Квадратный и солидный, он перевалил за пятый десяток. Одного взгляда на его лицо было достаточно, чтобы понять: человек этот считает любое открытое проявление своего страдания столь же непристойным, как и появление нагишом на публике. В сухой, деловой манере он объяснил, что всегда имел дело — как и его отец — с одной из небольших сталелитейных компаний, которая теперь оказалась поглощенной «Ассошиэйтед Стил» Оррена Бойля. Последней заказанной партии металла он ждал уже целый год и потратил последний месяц на попытки попасть на прием к Риардену.
— Я понимаю, что ваше предприятие работает с предельной нагрузкой, мистер Риарден, — сказал Уард, — я знаю, что вы не в состоянии думать о новых заказах, когда вашим крупнейшим и старым заказчикам приходится дожидаться своей очереди у единственного пристойного — то есть надежного — поставщика стали, оставшегося во всей стране. Я не знаю, что может сподвигнуть вас сделать для меня исключение. Но мне не остается ничего другого, разве что навсегда закрыть ворота своего завода, а я… — тут голос его чуть дрогнул —…не могу представить себе, как это сделать… пока еще… поэтому я решил переговорить с вами, невзирая на то, что у меня почти нет никаких шансов… тем не менее я должен был испробовать все возможности.

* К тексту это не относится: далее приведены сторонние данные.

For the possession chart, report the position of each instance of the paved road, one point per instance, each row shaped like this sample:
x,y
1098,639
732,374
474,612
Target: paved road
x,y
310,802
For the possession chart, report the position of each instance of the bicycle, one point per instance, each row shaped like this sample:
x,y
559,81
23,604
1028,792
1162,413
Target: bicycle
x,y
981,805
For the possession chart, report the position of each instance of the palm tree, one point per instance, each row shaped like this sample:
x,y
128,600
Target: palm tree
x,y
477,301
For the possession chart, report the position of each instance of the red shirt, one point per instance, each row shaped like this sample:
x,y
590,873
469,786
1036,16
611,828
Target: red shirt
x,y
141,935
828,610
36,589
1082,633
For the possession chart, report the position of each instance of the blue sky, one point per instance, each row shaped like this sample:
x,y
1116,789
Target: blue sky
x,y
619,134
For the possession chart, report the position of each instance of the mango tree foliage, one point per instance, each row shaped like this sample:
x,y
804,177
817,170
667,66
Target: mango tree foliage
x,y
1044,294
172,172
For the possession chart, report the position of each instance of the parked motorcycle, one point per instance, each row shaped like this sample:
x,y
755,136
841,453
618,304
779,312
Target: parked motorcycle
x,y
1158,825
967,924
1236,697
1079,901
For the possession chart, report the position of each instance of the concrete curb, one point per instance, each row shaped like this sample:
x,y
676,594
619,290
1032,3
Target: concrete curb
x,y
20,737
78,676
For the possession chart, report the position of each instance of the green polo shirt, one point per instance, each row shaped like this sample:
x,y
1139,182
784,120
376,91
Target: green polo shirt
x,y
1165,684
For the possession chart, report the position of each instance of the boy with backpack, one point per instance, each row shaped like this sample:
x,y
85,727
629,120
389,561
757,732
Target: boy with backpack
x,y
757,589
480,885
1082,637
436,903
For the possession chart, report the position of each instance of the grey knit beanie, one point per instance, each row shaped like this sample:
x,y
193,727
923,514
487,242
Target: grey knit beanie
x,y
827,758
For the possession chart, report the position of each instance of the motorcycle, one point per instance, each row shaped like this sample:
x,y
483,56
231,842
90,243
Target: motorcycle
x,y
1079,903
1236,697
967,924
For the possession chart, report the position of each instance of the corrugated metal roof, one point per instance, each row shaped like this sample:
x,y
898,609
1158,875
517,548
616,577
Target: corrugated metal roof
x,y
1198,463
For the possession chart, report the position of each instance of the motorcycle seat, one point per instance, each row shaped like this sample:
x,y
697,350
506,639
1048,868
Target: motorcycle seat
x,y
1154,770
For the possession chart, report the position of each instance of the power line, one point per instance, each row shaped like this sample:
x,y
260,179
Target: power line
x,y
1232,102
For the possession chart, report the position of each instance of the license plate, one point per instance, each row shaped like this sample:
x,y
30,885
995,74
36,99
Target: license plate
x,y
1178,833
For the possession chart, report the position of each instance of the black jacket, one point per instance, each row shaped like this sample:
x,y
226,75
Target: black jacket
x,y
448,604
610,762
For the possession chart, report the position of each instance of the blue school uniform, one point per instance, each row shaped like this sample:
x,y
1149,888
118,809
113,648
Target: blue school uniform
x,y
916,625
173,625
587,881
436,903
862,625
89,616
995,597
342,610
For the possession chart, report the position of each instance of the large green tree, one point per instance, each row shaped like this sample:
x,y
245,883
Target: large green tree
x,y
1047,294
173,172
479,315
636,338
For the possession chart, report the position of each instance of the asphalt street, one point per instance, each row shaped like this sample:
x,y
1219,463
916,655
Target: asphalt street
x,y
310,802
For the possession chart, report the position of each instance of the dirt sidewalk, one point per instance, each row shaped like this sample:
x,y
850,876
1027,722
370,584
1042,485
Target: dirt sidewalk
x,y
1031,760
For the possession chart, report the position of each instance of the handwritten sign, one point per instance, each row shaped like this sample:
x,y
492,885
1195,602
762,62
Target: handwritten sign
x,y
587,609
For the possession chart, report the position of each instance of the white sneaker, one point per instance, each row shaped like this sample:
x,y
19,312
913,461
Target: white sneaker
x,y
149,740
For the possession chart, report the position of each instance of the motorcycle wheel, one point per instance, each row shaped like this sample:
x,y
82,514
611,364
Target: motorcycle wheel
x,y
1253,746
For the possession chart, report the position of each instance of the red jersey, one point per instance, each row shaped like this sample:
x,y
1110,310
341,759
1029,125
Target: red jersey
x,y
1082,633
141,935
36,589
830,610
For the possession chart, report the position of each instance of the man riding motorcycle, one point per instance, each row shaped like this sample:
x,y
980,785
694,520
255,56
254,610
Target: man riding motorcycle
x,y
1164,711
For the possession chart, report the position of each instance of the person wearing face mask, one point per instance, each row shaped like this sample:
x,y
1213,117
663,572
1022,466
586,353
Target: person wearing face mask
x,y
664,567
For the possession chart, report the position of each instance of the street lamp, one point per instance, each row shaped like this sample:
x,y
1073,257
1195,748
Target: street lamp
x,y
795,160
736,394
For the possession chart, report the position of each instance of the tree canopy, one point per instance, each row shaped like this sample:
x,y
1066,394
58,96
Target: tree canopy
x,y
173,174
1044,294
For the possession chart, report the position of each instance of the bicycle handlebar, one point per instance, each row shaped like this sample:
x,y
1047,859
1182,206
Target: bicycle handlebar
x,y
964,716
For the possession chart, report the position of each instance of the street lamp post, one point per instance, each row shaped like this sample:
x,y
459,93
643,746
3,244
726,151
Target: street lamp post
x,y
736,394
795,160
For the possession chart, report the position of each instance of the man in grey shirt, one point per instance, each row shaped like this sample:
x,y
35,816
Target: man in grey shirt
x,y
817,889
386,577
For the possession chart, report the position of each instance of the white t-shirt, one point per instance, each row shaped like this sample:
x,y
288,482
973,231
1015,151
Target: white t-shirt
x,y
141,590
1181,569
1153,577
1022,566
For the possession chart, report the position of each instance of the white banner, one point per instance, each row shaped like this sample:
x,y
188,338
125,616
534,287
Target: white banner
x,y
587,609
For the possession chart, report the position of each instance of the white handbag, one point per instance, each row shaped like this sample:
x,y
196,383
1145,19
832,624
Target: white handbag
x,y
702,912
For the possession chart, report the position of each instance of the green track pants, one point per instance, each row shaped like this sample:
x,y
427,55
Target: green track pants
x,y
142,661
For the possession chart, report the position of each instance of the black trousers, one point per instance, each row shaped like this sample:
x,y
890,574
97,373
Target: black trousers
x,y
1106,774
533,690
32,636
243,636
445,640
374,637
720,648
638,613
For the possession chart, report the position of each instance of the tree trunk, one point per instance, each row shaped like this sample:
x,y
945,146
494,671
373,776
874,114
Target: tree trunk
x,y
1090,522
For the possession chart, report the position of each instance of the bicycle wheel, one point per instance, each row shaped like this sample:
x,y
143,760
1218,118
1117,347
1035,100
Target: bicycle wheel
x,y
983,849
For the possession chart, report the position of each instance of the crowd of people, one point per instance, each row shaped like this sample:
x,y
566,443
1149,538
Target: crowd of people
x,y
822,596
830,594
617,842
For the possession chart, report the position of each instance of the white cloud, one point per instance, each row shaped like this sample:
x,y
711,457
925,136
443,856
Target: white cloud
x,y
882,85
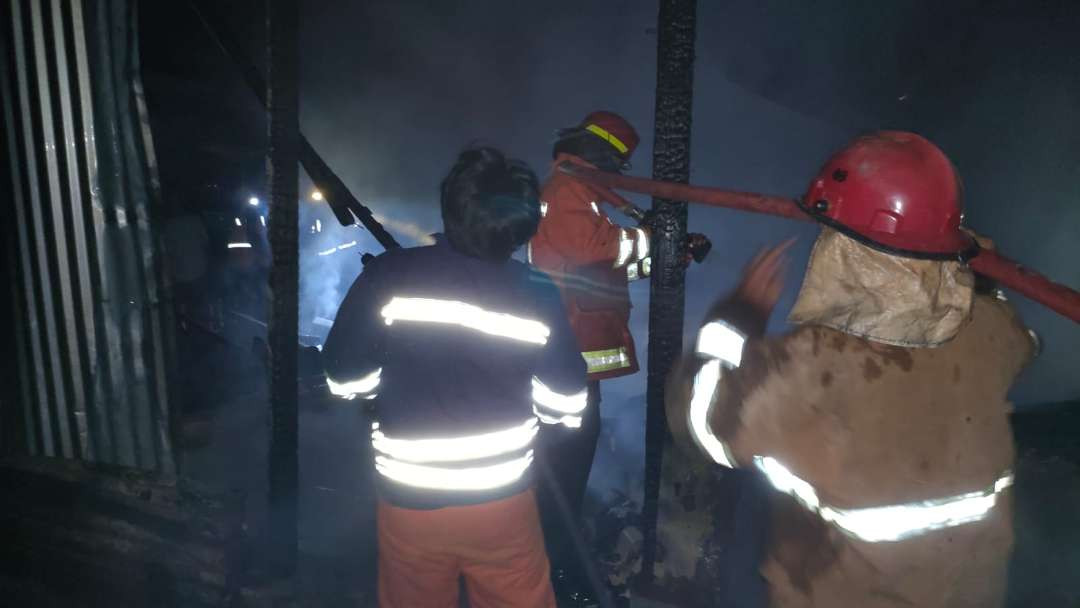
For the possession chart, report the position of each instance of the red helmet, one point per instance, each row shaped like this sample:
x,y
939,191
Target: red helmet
x,y
615,130
894,191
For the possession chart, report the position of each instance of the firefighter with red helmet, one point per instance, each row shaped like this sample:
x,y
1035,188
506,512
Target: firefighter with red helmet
x,y
881,420
592,259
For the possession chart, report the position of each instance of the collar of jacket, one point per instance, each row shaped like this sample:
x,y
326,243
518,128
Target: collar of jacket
x,y
564,158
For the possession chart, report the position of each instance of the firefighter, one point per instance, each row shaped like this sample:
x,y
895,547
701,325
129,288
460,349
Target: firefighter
x,y
592,260
881,420
466,353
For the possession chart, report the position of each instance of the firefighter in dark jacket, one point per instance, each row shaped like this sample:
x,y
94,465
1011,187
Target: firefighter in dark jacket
x,y
467,353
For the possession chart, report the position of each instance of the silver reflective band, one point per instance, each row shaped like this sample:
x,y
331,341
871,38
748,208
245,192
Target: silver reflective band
x,y
451,449
704,384
719,340
892,523
625,248
350,389
643,244
561,403
451,312
566,420
454,477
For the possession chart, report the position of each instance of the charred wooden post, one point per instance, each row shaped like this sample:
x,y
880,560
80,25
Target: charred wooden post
x,y
671,162
283,100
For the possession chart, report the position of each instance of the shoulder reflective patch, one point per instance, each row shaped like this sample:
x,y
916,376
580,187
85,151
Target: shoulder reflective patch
x,y
453,449
455,477
719,340
566,420
606,360
891,523
625,248
701,402
451,312
350,389
643,244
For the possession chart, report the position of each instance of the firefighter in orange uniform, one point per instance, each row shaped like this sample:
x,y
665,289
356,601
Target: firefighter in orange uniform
x,y
592,259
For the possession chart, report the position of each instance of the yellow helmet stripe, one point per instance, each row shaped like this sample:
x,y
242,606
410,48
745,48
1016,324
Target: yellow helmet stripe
x,y
604,134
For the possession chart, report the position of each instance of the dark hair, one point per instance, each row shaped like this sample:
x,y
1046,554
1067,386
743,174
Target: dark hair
x,y
588,146
490,204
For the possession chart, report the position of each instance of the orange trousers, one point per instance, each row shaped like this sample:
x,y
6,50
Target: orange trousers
x,y
497,545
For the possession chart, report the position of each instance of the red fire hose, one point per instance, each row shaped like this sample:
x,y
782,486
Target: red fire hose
x,y
988,262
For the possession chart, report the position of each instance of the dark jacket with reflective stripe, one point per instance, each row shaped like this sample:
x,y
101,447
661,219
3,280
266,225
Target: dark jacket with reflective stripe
x,y
447,378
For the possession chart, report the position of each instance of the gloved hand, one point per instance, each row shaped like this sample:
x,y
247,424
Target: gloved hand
x,y
697,247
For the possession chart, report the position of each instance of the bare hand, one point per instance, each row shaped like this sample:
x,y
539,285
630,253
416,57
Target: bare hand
x,y
763,279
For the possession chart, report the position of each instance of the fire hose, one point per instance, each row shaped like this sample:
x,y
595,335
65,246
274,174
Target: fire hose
x,y
987,262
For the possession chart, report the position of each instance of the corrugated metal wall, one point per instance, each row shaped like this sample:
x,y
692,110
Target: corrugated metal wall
x,y
89,322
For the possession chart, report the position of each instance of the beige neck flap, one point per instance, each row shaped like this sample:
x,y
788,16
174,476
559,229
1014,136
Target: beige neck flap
x,y
895,300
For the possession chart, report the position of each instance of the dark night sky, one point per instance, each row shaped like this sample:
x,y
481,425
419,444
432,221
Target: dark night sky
x,y
392,90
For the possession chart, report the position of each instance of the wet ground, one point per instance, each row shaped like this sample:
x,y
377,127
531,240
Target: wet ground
x,y
226,445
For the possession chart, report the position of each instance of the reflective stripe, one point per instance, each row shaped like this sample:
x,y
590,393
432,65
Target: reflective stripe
x,y
643,244
466,315
455,449
350,389
701,402
561,403
606,360
606,135
719,340
625,248
566,420
455,477
892,523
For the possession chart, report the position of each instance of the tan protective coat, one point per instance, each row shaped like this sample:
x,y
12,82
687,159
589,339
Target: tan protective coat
x,y
900,300
873,424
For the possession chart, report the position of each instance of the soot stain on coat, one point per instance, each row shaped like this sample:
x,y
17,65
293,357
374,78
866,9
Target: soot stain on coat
x,y
759,361
871,369
800,542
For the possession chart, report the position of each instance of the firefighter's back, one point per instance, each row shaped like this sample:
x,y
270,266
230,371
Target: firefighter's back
x,y
891,440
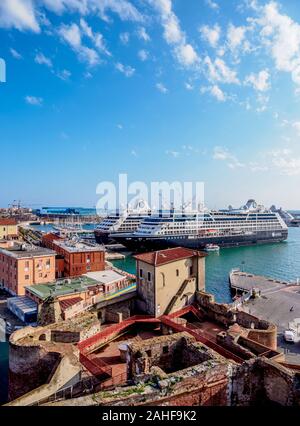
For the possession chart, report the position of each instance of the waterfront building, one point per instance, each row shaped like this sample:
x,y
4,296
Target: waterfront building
x,y
22,265
73,296
75,258
167,280
249,225
8,229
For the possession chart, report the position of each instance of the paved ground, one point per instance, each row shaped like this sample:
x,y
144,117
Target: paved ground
x,y
278,306
246,282
110,353
279,303
6,314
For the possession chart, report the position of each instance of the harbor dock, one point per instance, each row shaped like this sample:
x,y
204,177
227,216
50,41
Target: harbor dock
x,y
274,300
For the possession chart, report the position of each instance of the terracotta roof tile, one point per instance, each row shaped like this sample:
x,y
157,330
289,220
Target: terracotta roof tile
x,y
162,257
67,303
7,222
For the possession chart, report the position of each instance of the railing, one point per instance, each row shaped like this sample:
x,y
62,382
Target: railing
x,y
95,366
244,298
205,340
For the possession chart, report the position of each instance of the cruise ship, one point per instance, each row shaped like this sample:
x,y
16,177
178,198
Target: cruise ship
x,y
251,224
123,222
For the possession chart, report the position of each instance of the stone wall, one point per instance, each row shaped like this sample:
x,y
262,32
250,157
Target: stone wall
x,y
29,367
258,330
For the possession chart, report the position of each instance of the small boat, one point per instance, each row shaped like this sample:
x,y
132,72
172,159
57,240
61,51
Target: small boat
x,y
212,247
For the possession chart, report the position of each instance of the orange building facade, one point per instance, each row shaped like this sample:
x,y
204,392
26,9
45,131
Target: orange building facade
x,y
79,258
21,267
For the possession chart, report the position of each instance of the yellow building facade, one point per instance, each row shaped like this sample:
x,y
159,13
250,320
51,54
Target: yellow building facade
x,y
8,229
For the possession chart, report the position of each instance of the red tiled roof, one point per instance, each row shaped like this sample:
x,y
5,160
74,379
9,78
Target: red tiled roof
x,y
7,222
67,303
51,237
162,257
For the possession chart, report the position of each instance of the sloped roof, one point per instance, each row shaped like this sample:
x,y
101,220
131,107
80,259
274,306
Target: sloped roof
x,y
7,221
163,257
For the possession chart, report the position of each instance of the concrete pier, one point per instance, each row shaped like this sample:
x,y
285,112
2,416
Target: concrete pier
x,y
276,300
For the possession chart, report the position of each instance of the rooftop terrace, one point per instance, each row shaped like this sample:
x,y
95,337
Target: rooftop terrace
x,y
62,287
20,251
75,285
73,246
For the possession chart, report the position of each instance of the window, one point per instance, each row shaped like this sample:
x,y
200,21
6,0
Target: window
x,y
165,349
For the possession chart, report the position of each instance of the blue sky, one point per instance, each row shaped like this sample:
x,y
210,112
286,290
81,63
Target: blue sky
x,y
203,90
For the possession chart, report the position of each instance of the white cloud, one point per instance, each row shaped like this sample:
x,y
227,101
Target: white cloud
x,y
127,70
223,154
219,71
143,55
61,6
64,75
174,154
123,8
19,14
124,38
174,36
259,81
218,93
212,4
186,54
188,86
281,36
16,54
41,59
161,88
211,34
97,38
142,34
72,35
285,161
235,36
33,100
215,91
296,126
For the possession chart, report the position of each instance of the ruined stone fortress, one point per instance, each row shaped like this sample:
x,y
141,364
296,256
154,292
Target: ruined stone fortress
x,y
167,344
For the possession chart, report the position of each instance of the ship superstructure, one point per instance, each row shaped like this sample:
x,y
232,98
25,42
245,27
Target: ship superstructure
x,y
126,221
251,224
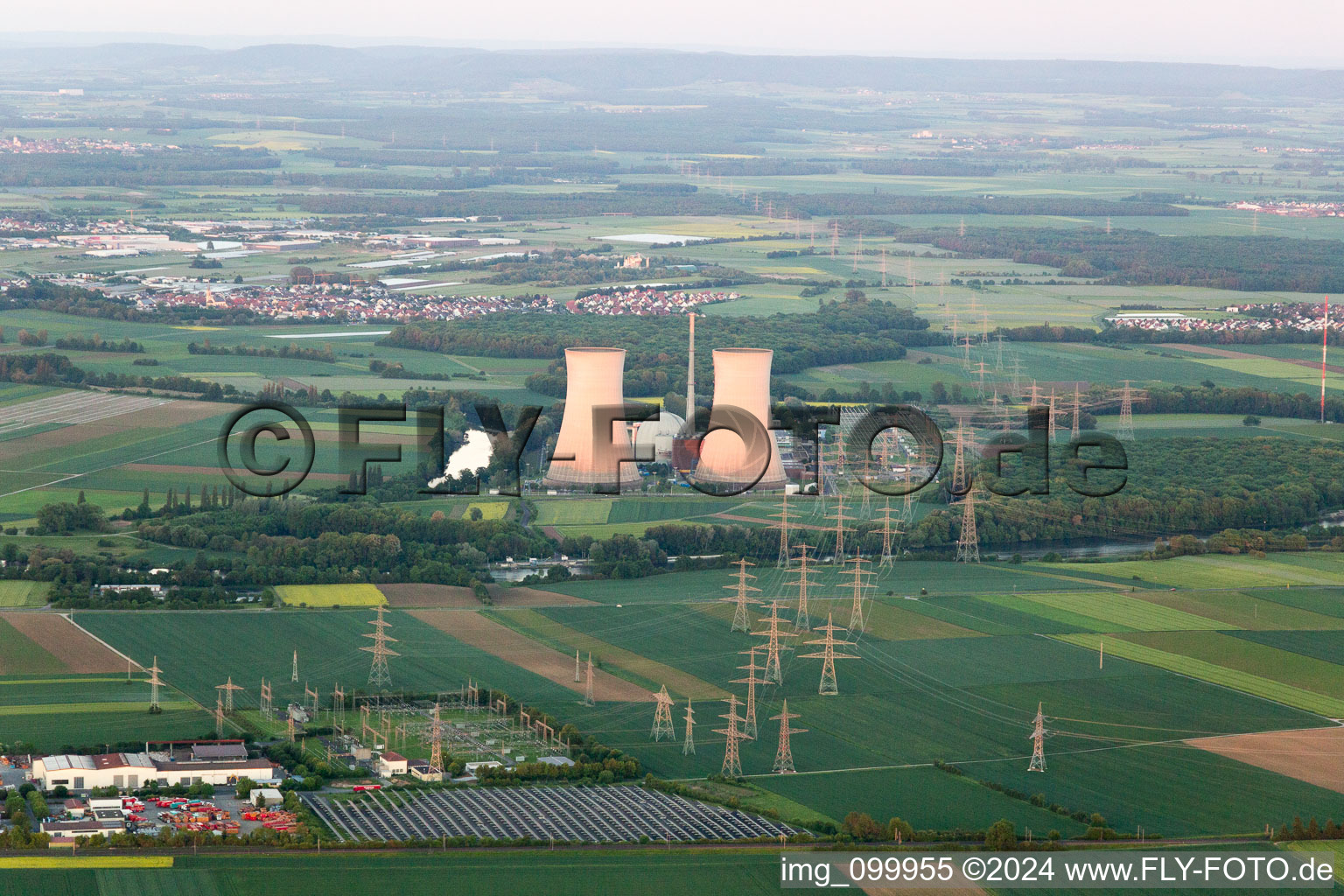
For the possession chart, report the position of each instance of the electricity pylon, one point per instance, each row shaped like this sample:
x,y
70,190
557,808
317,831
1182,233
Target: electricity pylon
x,y
663,717
1038,742
802,618
1128,396
732,758
840,520
228,693
968,540
773,673
379,676
828,657
960,476
153,687
857,621
782,516
784,755
887,531
588,690
739,598
749,730
436,742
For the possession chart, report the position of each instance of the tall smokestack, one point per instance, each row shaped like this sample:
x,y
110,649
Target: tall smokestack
x,y
690,375
742,381
594,379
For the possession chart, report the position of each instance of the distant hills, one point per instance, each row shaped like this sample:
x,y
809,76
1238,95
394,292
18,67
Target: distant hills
x,y
609,73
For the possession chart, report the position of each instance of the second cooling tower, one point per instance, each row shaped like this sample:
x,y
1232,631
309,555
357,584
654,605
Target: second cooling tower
x,y
594,381
742,381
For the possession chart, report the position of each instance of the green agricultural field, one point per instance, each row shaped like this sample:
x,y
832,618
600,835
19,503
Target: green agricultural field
x,y
192,654
1253,657
1210,571
17,592
925,797
562,512
1125,612
1321,645
330,595
1241,610
1216,673
22,654
55,710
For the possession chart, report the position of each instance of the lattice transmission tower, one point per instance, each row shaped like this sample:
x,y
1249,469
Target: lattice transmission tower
x,y
739,598
840,517
379,675
749,728
889,531
663,725
773,670
1038,742
802,618
857,620
1128,396
828,657
732,755
588,690
155,682
228,688
968,540
436,742
782,516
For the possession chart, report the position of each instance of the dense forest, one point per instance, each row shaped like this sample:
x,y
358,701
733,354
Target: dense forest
x,y
836,333
1172,486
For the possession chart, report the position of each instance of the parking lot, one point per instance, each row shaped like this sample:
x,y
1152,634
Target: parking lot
x,y
566,813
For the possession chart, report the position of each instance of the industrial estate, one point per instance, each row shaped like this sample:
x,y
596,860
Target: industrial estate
x,y
474,466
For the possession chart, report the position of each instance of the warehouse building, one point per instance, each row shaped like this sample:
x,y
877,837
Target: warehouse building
x,y
132,770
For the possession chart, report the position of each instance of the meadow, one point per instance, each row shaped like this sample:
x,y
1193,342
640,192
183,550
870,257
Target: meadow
x,y
330,595
54,712
564,873
18,592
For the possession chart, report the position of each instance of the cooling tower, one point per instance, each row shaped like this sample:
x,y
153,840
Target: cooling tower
x,y
741,379
593,381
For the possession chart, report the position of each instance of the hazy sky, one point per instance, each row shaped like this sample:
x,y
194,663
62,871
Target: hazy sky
x,y
1236,32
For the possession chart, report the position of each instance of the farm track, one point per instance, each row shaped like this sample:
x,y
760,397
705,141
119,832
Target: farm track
x,y
72,409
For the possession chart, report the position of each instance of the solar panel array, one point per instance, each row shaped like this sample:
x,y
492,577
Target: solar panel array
x,y
564,813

Такой язык Риардену был понятен.
— Мне бы хотелось помочь вам, — проговорил он, — но вы выбрали наихудшее время для просьб, поскольку я выполняю очень большой, особый заказ, имеющий для меня несомненный приоритет.
— Я знаю. Но может быть, вы выслушаете меня, мистер Риарден?
— Конечно.
— Если дело в деньгах, я заплачу столько, сколько вы запросите. Если я могу заинтересовать вас таким образом, что ж, возьмите с меня столько, сколько посчитаете нужным, возьмите двойную цену, только дайте мне сталь. В этом году я могу продавать свои комбайны в убыток себе, чтобы только не закрывать завод. Мне хватит имеющихся средств, чтобы торговать в убыток пару лет, если это окажется необходимым, потому что, как я полагаю, дела не могут оставаться в подобном состоянии слишком долгое время, они должны пойти на поправку, должны наладиться, иначе… — не договорив, Уард твердым тоном заявил: — Они не могут не исправиться.
— Не могут, — согласился Риарден.
Мысль о «Линии Джона Голта» не оставляла его — как созвучие слов, внушающее лишь уверенность. Строительство дороги продвигалось вперед. Нападки на его металл прекратились. Ему казалось, что, разделенные многомильным расстоянием он и Дагни Таггерт видят ныне новый горизонт, не имеющий препятствий, чтобы закончить работу. «Они оставят нас в покое», — думал он. Слова эти звучали боевым гимном: нас оставят в покое.
— Производительность моего завода составляет тысячу комбайнов в год, — продолжил мистер Уард. — В прошлом году мы выпустили три сотни. Я собирал сталь по распродажам банкротов, выпрашивал по нескольку тонн в крупных компаниях, просто рыскал по самым неожиданным местам, как мусорщик… ну, не буду докучать вам этим рассказом, только признаюсь, что никогда не думал дожить до того времени, когда мне придется вести дела подобным образом. И все это время мистер Оррен Бойль клялся и божился, что поставит мне сталь на будущей неделе. Однако все, что ему удавалось прокатать, по никому не известным причинам отправлялось к его новым клиентам… я, правда, слышал шепоток, что все эти люди пользуются некоторым политическим влиянием. А теперь я просто не в состоянии пробиться к мистеру Бойлю. Он уже целый месяц сидит в Вашингтоне. И вся его контора дружно твердит мне, что не в силах ничем помочь, потому что у них нет руды.